[-empyre-] Engineering the University : Week 03 : Bettivia and Flanders
B. Bogart
ben at ekran.org
Sat Mar 21 10:20:40 AEDT 2015
Thank you Julia!
I hope I was clear enough in my statement of being unknowledgeable of DH
in general, and only really aware of Lev Manovich's work. Your comments
lead me to think of Manovish as a poor example of DH in general.
Generally, I had not previous considered DH and library/information
science as related, and your examples of what is interesting in DH sound
very promising.
On 15-03-18 06:55 PM, Julia Flanders wrote:
> ----------empyre- soft-skinned space---------------------- To expand
> a bit here: I don't think the characterization as "application of IT
> skills in a humanities context" is useful, because it implies that
> the skills and the context retain their distinctness. <snip> I think
> it's true that DH is a domain in which information technology and
> digital technologies/methods encounter humanities methods, content,
> and research agendas, but that encounter is one in which both
> contributing sides get transformed--I think of it almost as an
> estuarine zone where there is mixing and where we see an ecology
> that is quite different from what goes on in the spaces on either
> side.
When I think of technoscience I tend to think of optimization, global
metrics, objectivity and so on, while when I think of humanities I think
of thick descriptions, richness, subjectivity and pluralism. This may be
an exaggeration, but is the root of my initial questions regarding DH.
> By analogy, digital humanists serve as bridges because they have a
> changed understanding of both digital media/representation
> systems/tools/methods and of humanities research methods/content.
> (This "changed understanding" isn't necessarily a deeper form of
> expertise--they are probably not as deeply expert on either side,
> let alone on both sides, as someone who specializes in one or the
> other. But they may have a critical perspective on both sides that
> genuine specialists have a harder time achieving.)
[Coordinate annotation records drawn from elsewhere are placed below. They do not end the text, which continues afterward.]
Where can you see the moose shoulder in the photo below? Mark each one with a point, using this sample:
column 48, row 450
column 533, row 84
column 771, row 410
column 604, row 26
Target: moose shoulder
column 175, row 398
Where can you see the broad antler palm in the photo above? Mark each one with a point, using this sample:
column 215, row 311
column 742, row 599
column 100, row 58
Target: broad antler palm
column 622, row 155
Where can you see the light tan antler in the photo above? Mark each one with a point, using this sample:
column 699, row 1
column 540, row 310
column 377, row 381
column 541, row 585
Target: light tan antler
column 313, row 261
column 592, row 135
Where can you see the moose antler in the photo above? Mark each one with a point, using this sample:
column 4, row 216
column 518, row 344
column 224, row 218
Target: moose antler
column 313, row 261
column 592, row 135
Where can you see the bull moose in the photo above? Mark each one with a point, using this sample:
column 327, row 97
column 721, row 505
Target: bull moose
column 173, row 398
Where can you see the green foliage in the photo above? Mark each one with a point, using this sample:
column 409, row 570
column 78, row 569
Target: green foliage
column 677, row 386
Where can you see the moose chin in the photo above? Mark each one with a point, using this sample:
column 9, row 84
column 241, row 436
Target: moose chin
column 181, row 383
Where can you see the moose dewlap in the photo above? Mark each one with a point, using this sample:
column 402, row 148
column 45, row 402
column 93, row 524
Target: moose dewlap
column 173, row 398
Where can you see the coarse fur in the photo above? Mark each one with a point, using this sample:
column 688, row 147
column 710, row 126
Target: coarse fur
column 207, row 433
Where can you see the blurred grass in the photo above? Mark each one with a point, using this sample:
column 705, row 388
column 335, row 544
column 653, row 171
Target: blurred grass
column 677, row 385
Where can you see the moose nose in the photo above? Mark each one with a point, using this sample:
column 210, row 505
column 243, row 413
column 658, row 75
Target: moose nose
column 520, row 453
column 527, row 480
This really resonates with me, as I'm currently attempting to negotiate
a post-doc doing art-research in the context of neuroscience and
philosophy. My past efforts have been of mixed success considering my
work has been seen by artists as science, and by scientists as art.
I'm wondering how this discussion could be folded back into the monthly
topic, but I'm feeling too fuzzy ATM. As mentioned before, even using
the term engineering in the context of education implies some of those
features I ascribe to technoscience above.
I'll leave it there and catch up on new messages.